Finland’s energy system tells a story of strategic redirection. Twenty years ago the country was nearly 60 per cent net importer of energy, with substantial Russian gas and oil flowing across the eastern border. Today net import dependence is about half what it was, the Russian flows have been replaced, and the electricity system has been built around nuclear, and a tenfold increase in wind generation over the past decade. The country is now a small net exporter of electricity. The underlying institutional culture is the second part of the story: Finland’s National Emergency Supply Agency runs the deepest preparedness apparatus in the region, holding oil stocks well above the EU minimum and coordinating strategic stockpiling across multiple sectors. The Finland–Sweden bilateral preparedness relationship, conducted between NESA and MSB, is the most developed of its kind in the Nordics.

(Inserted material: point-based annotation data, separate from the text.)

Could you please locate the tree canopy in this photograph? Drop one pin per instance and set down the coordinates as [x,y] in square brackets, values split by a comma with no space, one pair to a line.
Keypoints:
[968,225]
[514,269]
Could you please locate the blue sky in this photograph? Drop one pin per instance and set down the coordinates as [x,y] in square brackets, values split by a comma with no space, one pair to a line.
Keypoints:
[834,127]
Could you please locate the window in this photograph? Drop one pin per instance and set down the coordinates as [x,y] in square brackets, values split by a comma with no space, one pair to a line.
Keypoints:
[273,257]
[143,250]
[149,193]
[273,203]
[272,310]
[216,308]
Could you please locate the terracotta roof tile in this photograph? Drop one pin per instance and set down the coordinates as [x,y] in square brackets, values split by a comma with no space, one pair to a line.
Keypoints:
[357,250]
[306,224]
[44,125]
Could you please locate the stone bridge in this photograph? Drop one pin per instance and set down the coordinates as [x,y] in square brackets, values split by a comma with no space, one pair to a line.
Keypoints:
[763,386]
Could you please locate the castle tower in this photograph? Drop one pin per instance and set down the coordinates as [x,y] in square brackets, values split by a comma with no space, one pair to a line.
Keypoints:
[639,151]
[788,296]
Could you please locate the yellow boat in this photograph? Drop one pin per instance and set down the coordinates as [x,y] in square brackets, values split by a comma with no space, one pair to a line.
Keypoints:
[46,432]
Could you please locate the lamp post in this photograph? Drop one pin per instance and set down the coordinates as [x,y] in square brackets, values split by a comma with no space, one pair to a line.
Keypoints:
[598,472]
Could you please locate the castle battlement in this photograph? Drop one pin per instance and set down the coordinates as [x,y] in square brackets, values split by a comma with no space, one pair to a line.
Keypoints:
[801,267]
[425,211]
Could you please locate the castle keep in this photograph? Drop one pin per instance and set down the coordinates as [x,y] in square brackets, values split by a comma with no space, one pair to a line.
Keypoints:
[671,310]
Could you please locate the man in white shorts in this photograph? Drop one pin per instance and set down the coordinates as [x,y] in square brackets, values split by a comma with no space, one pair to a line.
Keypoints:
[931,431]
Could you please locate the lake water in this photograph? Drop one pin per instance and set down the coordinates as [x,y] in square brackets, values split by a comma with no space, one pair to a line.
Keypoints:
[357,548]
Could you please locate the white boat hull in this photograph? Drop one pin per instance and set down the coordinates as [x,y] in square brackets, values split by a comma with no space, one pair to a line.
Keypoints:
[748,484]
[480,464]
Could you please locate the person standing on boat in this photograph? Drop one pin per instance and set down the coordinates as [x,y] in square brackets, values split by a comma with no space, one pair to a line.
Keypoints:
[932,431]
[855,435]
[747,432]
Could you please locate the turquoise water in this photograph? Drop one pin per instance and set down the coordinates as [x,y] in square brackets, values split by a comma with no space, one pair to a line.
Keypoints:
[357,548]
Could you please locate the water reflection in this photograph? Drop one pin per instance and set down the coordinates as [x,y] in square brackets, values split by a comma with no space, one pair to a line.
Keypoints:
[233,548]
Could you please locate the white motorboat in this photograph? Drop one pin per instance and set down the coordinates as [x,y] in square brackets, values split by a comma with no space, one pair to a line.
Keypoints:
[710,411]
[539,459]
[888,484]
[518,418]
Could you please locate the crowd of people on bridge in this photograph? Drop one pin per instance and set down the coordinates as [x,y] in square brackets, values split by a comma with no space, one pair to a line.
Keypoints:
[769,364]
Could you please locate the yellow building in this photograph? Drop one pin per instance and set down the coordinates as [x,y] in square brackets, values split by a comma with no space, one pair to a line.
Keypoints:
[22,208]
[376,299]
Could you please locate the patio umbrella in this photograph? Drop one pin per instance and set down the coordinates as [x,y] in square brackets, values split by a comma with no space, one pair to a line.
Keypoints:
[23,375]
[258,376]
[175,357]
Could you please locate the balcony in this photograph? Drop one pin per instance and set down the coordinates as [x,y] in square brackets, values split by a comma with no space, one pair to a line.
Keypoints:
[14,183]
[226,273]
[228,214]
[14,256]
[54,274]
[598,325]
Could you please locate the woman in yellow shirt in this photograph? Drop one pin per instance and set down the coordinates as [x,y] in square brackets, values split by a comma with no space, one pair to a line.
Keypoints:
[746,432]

The forward planning challenge is electrification at a pace that strains the system in winter. Industrial electrification, data centres at scale, and the potential for growing hydrogen and power-to-steel production point to 2050 electricity demand at 1.5 to 1.75 times today’s level. The winter of 2025–2026 showed what this means in practice, when an extreme cold-and-low-wind event came close to a real loss-of-load situation in Finland, stabilised through emergency demand reductions and full imports across the interconnectors. Add to this the Gulf of Finland’s status as the most concentrated subsea infrastructure cluster in the region, with Estlink, Balticconnector, and the data backbone all transiting waters now established as a target environment, and Finland sits at the front line of the Nordic energy security agenda.
Key challenges
The Gulf of Finland. Estlink 2, the Balticconnector rupture in October 2023, and the broader pattern of incidents associated with Russia’s shadow fleet highlight the risks to subsea energy infrastructure in the Gulf of Finland. Repair capacity, response times, and the institutional architecture for handling suspected hybrid incidents are all pressure points in the current threat environment.
Winter adequacy under electrification. Finland is the EU’s largest electricity consumer per capita (although both Norway and Iceland are larger consumers among the Nordics). The winter peak demand coincides with the lowest wind output, and the demand pipeline for electricity-intensive projects is among the steepest in the region. The single-bidding-zone structure means that no internal price signal differentiates regions, putting the full weight of adequacy management on cross-border flows and on Fingrid’s system-wide planning.
Porvoo as a regional asset. Finland has the highest share of domestic jet fuel production in the Nordics. Porvoo is the single asset that delivers this. Any extended outage at Porvoo would have a regional consequence given the deeper jet fuel import dependence of Denmark, Iceland, and Sweden.